Childhood Speech Apraxia Day

Our Founder, Miranda Daisy is extremely passionate about working with people with additional needs and is constantly researching different types of physical, verbal and learning disabilities.

It came to my attention that Tuesday 13th May is Childhood Speech Apraxia Day, a speech disorder that I do not know much about. I reached out to Miss Danni, one of our Perform-Ability instructors who is studying Speech Pathology to learn more.

Child during a session of speech therapy

Q. Hey Miss Danni! Can you tell me in a quick sentence, what is Childhood Apraxia of Speech?

Childhood Apraxia of Speech is a speech disorder that affects a child’s ability to clearly produce sounds. Articulating is difficult because messages from the brain to the mouth do not come through correctly, which affects the coordination of the muscles in the mouth used to make sounds.

Q. I came across CAS as it was listed as a disability awareness day. Would you consider CAS as a disability or more of a speech impediment?

It is considered a speech disorder but depending on the severity it could also become a disability. If you are unable to speak and be understood that could severely affect your quality of life and your ability to participate. When this occurs, having CAS would be a disability.

Q. Is the reason that it is called Childhood Apraxia of Speech because it is something that you can improve on with therapy or grow out of? Is there adult apraxia of speech? What therapy would be used to help improve the speech for a child with CAS?

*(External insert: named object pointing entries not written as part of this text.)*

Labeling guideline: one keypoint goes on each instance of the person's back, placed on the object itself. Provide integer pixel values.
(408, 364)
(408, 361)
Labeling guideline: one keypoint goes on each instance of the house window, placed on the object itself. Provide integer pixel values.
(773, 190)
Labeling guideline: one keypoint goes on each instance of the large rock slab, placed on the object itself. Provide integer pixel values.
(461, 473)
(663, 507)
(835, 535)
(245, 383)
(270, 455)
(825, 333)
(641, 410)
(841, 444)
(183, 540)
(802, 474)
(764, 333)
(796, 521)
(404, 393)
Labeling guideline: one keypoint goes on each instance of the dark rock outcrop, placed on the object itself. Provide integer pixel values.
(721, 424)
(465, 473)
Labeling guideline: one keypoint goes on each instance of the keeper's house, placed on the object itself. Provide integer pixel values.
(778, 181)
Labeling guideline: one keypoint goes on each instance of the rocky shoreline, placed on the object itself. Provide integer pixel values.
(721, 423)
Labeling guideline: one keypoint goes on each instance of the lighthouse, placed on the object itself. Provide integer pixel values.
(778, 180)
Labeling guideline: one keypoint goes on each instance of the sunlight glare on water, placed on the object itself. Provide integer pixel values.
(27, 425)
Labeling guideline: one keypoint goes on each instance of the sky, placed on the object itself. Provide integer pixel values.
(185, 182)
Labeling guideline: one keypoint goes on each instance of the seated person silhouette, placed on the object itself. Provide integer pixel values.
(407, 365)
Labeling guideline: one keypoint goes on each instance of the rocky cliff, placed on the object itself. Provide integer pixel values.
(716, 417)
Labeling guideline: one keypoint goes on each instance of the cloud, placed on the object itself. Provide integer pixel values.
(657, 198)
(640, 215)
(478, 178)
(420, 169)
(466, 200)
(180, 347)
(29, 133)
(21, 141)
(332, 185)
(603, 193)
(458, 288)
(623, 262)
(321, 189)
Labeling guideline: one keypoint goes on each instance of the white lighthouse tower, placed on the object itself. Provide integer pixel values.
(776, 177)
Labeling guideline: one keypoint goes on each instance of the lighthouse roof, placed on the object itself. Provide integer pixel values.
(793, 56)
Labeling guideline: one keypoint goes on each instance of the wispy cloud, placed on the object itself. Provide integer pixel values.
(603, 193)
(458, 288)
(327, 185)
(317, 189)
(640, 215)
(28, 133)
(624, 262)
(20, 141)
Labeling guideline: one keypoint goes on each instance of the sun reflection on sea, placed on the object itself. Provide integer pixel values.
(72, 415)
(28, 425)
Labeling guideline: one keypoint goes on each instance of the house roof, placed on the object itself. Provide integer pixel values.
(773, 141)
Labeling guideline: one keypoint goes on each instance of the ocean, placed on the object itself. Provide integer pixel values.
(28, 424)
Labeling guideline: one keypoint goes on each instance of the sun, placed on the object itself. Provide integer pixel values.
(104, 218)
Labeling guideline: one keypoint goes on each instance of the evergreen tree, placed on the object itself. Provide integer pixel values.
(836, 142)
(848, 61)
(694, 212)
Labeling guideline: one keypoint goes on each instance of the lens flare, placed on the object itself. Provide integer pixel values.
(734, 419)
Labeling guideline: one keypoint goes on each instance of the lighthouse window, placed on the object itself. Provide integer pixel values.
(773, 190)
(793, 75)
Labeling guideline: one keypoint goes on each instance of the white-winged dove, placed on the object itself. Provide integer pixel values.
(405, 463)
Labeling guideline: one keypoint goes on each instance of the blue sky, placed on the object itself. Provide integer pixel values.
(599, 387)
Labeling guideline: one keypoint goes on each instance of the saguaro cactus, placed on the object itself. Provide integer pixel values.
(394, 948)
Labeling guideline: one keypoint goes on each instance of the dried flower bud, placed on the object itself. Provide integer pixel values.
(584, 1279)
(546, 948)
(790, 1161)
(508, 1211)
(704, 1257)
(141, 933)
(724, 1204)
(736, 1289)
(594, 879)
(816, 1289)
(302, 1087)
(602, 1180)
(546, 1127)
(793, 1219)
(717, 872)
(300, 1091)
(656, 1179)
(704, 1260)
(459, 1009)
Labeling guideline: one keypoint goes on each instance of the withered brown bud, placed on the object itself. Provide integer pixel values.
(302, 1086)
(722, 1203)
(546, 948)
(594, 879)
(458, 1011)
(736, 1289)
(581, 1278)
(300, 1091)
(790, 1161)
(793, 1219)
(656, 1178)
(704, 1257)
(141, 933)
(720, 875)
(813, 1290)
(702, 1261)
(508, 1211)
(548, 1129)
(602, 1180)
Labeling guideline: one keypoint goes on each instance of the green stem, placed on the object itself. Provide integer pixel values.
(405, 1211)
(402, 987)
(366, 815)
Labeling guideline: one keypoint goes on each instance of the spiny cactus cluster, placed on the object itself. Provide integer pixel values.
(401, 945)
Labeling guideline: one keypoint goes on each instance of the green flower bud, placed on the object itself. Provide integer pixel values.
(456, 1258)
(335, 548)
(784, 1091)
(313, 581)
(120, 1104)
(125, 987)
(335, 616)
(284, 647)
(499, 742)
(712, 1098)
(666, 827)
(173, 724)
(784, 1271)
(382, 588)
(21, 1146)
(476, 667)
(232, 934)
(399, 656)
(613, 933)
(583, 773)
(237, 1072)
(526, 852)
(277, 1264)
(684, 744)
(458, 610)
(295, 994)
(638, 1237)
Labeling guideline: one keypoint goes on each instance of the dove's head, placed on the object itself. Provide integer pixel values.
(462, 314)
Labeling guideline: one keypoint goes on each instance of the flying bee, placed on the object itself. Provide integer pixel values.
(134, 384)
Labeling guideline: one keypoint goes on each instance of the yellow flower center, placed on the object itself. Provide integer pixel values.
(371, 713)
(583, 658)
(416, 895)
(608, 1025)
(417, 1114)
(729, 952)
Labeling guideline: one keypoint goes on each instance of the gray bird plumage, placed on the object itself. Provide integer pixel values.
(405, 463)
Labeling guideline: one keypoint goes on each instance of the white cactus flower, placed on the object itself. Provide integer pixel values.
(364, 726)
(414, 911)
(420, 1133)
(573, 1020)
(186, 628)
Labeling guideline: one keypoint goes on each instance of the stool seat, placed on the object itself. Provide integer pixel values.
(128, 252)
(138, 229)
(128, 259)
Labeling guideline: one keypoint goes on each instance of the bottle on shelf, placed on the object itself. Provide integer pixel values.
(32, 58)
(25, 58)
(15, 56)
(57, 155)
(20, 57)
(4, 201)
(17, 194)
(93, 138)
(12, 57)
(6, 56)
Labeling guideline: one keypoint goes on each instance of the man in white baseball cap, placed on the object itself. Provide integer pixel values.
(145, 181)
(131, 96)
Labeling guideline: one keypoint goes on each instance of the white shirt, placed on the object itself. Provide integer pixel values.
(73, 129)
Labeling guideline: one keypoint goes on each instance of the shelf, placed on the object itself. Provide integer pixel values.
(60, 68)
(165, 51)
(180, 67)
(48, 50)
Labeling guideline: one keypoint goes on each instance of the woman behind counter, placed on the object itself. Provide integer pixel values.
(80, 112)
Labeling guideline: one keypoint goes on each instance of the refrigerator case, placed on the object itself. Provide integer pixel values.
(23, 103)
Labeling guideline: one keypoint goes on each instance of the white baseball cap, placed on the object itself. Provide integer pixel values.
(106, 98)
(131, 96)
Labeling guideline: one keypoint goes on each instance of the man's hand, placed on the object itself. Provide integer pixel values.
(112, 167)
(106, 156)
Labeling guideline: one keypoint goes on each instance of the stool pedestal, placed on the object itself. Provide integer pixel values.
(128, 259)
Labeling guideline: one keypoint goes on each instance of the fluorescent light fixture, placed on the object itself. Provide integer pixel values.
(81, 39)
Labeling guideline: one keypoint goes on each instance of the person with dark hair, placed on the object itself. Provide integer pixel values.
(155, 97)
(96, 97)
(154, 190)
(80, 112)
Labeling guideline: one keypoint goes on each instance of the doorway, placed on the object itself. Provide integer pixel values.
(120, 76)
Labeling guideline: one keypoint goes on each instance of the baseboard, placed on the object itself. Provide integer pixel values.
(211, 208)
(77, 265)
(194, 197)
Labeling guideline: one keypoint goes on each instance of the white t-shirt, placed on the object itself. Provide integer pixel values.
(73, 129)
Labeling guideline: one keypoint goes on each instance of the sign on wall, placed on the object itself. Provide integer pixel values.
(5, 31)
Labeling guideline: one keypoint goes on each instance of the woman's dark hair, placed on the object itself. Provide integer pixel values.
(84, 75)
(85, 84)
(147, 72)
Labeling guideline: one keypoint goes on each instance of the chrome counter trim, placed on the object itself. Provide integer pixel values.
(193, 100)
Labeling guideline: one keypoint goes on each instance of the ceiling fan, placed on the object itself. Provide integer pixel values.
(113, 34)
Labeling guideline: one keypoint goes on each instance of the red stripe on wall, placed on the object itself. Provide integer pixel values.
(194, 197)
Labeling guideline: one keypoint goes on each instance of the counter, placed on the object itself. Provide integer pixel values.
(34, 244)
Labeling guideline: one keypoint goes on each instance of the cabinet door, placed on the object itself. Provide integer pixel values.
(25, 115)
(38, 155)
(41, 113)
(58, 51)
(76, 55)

CAS is discovered in childhood. Treatment for CAS is frequent speech therapy to help improve the coordination of speech. This therapy provides the child with the means to practice planning, programming and then producing accurate movements for speech. However, if the CAS is severe, then improving speech coordination may not be possible. In this case the speech pathologist would provide ways to communicate non-verbally such as picture boards or a speech generating device. Apraxia of speech in adulthood is usually caused by a stroke or other trauma to the brain. Therapy is similar to that of CAS.

Q. Do we know what triggers CAS?

Currently, most of the causes are unknown. However, some children may have CAS as a part of a larger neurological diagnosis such as stroke or as part of a genetic disorder.

Q. Does CAS have a spectrum of ability? How does this affect the child’s social skills?

Miss Danni, Central Coast Perform-Ability Instructor, Bachelor of Speech Pathology Honours, 4th year.

Miss Danni, Central Coast Perform-Ability Instructor,
Bachelor of Speech Pathology Honours, 4th year.

Yes, like most speech disorders there is a range from mild to severe. The severity affects the child’s ability to participate socially in many ways. For children with CAS, it takes a lot of energy to produce speech, so children may shy away from social situations to avoid conversation. It also causes mispronunciation so children with CAS may not participate as they are worried they might say the wrong thing. Severe CAS may result in the inability to speak at all, which as you can imagine affects every aspect of life. Think about how hard it would be to get across your needs and wants to someone without using speech. Any disorder that affects your ability to communicate affects your quality of life and participation in some way. This true for CAS.